As politicians, we always have to make judgments before supporting any measure. We need to be convinced in the first place that we understand and agree with the purpose of legislation; then we have to believe that the costs are not excessive either to society or the individual. Thirdly, we need to be convinced that any measure can work and be effective. Finally, and most importantly for Liberals, we need to be convinced that the impact on society and civil liberties will not be extensive. On all four counts, we believe that the Identity Cards Bill fails. I want to explore some of those issues in greater detail.
Let us first consider the Bill's purpose. The Government keep changing their minds—every time that they advance an argument and it is knocked down, they have to find a different argument in favour. They started off with terrorism, before moving to health tourism; then it was benefit fraud; then illegal working; and now, finally, they are going for ID theft. On each occasion, the argument is put forward and then defeated.
Dealing with terrorism is the first justification. Liberal Democrats never underestimated the need to put forward measures to make this country safer in respect of a terrorist attack. However, as we have already heard in the debate, the issue of whether a terrorist identity is critical is, in fact, a false argument. We know what happened in Madrid and New York, and we know from the cases of David Copeland and Richard Reed that those individuals made no attempt to disguise their identities.

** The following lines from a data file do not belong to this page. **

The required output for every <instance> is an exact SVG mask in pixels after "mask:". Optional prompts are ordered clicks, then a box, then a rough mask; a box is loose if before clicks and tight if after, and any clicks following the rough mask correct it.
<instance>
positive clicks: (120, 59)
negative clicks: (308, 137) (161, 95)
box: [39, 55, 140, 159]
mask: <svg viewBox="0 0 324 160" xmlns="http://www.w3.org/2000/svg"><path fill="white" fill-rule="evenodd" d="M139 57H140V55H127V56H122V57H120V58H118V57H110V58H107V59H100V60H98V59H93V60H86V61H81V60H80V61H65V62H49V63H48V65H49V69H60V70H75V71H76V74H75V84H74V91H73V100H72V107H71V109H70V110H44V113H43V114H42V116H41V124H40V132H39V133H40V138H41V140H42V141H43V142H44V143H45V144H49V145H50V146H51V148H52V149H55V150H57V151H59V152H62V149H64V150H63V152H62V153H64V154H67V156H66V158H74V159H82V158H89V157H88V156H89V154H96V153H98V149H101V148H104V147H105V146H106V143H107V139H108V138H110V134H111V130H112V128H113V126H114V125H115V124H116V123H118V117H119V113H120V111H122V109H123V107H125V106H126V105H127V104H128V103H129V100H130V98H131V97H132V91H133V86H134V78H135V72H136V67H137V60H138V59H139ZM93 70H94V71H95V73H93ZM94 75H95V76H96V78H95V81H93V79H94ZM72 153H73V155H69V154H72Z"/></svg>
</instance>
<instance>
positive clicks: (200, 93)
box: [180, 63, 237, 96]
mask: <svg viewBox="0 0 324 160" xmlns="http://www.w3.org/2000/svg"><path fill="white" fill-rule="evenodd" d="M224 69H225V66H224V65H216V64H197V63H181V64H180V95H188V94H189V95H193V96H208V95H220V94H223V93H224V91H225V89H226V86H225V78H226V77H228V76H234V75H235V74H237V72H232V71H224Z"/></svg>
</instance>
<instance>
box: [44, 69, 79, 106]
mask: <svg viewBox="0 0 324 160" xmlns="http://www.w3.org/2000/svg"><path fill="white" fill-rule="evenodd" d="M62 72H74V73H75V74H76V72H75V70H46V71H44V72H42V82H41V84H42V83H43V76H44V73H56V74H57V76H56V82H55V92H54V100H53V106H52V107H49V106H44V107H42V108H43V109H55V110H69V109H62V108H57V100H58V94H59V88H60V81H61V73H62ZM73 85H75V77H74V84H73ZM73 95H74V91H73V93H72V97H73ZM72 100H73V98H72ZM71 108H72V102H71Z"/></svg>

The Home Secretary mentioned Madrid, but I specifically went there to speak to the authorities in order to ascertain whether ID cards would have made a difference. The authorities were very clear indeed that they did not believe that having an ID card would have made any difference; it would not have helped to stop the terrorist attack. To put it bluntly, a determined suicide bomber or terrorist will not be deterred by such a card. The problem of identity is, in most cases, simply not an issue.